十一皇子没开口,佩仪却质疑道:“永宁侯府几时有了一家姓陶的亲戚?”

云枝身子一颤,怯声回道:“我表姐是温知予。”

众人恍然,她原是温家的亲戚,不是永宁侯府的亲戚。

看到云枝受惊,周轻鸿心里对佩仪添了不满。

他对表妹说话都是轻声细语,唯恐声音稍大一些,就会吓到她。佩仪刚才未免太过咄咄逼人了。

周轻鸿问道:“你在找温知予?”

云枝点头:“我同表姐泡温泉,刚下水,就听说姐夫来了,表姐就去招呼你们了,留我一个人继续泡温泉。我想着,今天什么都准备好了。泡温泉用的香料蜡烛、茶点,都备下了,表姐不去未免太可惜了,便来告诉她,让她接着去泡。可是我找不到表姐了。”

周轻鸿怎么忍心让她失落,便道:“无妨,我待会儿去泡,准备的东西不会浪费的。”

云枝才转忧为喜。

佩仪突然出声:“表小姐,你对小侯爷是否太亲近了一些,你们毕竟是表妹和表姐夫之间的关系,靠的太近,会招人闲话。”

云枝如梦方醒,连连后退。

萦绕在鼻尖的香气消散了,周轻鸿有些心烦意乱。

云枝不再多留,只是留下一句“既是姐夫要去,表姐就不方便再去,我还是得寻到表姐告诉她一声,就先告退了。”

她急匆匆而走。

临走时,她不着痕迹地看了佩仪一眼。

这宫女对她好像很不喜欢。

云枝走后,周轻鸿无心继续陪伴十一皇子,便以要泡温泉为由离开。

佩仪轻咳两声,十一皇子启唇:“不如我和你一起去。”

“不可。”

周轻鸿断然拒绝。

十一皇子很是惊讶。

周轻鸿对他可谓是百依百顺,这还是头一次被他拒绝。

十一皇子看着他,没有开口,但用意却是明晃晃的——他需要理由。

周轻鸿心里想的是,待会儿表妹说不定还要去温泉水池那里,有十一皇子在,他不方便和云枝说话。

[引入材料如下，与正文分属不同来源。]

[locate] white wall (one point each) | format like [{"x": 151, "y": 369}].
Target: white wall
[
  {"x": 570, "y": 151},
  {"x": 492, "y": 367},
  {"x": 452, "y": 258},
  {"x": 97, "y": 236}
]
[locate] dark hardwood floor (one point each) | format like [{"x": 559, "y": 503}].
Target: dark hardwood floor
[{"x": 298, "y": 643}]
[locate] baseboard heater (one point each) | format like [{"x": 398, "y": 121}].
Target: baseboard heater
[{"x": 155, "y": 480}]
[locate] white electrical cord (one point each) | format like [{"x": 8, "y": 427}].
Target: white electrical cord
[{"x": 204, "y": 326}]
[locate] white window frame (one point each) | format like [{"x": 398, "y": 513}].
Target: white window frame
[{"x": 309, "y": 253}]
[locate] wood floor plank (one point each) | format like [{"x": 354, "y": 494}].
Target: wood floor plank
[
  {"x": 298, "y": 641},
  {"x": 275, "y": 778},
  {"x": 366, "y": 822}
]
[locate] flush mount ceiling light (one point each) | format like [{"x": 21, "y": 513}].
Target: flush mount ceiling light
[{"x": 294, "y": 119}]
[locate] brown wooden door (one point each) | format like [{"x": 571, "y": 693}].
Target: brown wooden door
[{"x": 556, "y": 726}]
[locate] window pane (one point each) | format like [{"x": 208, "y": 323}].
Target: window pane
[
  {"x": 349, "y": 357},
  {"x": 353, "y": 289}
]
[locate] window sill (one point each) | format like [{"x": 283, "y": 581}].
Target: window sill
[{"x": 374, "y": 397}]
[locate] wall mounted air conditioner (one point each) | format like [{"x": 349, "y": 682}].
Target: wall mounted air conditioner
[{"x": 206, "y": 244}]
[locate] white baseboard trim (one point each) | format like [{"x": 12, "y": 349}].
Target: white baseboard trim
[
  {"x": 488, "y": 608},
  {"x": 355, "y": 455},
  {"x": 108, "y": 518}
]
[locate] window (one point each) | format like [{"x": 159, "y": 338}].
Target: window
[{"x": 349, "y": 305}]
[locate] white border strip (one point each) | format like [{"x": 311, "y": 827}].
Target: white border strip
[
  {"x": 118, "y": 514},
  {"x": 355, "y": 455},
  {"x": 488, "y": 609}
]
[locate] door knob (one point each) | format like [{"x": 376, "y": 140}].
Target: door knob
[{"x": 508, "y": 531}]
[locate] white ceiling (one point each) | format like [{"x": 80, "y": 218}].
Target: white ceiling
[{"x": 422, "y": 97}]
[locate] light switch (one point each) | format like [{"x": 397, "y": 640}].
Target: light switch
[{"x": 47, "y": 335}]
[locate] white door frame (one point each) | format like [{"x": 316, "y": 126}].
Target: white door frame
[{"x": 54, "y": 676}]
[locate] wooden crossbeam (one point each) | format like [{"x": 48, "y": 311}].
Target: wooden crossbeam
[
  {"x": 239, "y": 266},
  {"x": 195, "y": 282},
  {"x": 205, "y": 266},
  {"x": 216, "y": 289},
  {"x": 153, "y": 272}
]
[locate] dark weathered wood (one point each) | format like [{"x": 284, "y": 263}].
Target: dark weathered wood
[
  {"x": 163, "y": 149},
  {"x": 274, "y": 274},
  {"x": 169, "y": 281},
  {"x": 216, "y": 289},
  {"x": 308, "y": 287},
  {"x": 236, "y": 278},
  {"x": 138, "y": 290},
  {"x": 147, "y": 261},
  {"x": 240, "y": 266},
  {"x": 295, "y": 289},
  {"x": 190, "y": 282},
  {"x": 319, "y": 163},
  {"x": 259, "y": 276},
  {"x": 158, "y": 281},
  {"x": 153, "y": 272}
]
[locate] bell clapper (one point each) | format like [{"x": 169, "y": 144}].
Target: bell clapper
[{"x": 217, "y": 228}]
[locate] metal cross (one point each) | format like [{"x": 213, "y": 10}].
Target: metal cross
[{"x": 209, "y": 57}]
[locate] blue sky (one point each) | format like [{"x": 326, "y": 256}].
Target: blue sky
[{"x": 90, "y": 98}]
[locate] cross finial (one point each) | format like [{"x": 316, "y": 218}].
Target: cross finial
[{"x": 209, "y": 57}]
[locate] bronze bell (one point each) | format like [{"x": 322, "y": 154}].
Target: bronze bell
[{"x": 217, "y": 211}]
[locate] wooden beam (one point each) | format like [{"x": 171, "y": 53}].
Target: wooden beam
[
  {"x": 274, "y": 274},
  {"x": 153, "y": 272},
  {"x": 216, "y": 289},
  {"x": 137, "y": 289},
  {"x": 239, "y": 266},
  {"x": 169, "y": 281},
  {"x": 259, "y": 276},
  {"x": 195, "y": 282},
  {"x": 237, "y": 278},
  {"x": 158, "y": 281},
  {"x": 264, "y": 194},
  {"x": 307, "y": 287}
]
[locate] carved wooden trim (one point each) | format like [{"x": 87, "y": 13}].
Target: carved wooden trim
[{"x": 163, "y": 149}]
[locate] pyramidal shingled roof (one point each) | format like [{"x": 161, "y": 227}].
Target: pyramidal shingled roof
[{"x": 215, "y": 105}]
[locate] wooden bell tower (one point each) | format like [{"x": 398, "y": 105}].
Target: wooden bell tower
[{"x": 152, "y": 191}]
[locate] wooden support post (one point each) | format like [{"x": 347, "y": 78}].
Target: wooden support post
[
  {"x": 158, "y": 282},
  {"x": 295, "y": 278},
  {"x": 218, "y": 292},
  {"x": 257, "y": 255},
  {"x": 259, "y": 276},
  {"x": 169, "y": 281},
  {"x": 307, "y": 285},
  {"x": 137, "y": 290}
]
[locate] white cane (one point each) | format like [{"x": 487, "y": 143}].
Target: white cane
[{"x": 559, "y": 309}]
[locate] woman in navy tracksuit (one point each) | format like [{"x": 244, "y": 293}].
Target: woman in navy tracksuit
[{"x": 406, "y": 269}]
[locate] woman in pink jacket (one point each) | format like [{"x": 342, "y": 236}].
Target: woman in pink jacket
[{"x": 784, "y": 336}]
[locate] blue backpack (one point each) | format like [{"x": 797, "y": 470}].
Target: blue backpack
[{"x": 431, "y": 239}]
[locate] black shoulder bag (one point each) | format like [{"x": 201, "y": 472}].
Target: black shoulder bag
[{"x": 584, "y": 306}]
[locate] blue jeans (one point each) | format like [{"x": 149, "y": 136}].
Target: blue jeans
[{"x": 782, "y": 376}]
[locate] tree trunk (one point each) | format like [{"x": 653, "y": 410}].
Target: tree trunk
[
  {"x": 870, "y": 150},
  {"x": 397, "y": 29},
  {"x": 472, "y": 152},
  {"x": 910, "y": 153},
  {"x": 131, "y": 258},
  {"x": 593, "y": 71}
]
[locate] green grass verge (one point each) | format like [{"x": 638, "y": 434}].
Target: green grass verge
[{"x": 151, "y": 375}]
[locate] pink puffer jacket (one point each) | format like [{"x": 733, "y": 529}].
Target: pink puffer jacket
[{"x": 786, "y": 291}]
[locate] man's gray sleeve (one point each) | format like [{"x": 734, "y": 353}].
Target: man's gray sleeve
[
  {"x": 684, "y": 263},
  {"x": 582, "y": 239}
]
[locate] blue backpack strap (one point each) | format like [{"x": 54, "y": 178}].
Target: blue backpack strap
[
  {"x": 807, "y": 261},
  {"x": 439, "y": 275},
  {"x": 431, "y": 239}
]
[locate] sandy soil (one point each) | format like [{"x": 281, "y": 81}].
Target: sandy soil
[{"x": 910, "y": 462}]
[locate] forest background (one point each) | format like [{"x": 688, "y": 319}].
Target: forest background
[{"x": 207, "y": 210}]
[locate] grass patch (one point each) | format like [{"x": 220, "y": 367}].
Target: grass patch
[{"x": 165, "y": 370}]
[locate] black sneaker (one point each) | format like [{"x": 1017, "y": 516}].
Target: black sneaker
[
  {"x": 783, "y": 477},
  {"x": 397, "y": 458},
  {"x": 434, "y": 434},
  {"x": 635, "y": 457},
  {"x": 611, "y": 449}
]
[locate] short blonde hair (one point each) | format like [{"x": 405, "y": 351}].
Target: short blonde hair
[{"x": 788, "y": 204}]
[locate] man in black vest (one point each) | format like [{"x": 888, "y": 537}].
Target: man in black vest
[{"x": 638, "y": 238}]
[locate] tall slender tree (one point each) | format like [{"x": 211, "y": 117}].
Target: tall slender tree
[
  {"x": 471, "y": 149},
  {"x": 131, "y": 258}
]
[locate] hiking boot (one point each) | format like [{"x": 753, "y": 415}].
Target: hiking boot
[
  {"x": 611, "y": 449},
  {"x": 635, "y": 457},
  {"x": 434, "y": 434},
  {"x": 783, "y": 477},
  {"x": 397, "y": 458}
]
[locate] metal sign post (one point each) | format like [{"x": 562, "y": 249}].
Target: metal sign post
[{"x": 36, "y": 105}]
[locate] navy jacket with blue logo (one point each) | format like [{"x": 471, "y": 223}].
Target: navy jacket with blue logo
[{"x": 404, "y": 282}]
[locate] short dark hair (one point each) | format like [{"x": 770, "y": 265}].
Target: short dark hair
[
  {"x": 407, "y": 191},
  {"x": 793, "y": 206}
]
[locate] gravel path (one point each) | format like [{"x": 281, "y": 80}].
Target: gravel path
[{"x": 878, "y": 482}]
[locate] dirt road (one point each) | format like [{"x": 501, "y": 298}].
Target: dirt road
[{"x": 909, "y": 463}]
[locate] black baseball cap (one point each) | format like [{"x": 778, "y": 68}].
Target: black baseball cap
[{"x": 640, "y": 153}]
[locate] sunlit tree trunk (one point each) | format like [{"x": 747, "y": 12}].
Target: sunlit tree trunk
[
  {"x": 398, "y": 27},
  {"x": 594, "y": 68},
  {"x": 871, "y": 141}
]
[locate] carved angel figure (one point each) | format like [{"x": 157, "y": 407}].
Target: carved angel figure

但面上,他却道:“十一皇子刚才也听说了吧,温泉水池本就准备了两个人沐浴的用具。一个是给表妹的,另外一个是给温知予的。如今温知予没用,由我顶上。十一皇子再去,东西又该不够用了。你若是想泡温泉,不如等明天吧。我让下人多准备香料和茶水点心,让你泡的尽兴一些。”

他说的很有道理,十一皇子答应了。

周轻鸿脚步轻快,朝着温泉水池而去。

他走后,佩仪埋怨道:“怎么就应了他了,该跟着一起去的。”

厅堂里只有他们两人,十一皇子无奈道:“佩仪姐姐,小侯爷说的再清楚不过了,东西不够,我们去了不方便。”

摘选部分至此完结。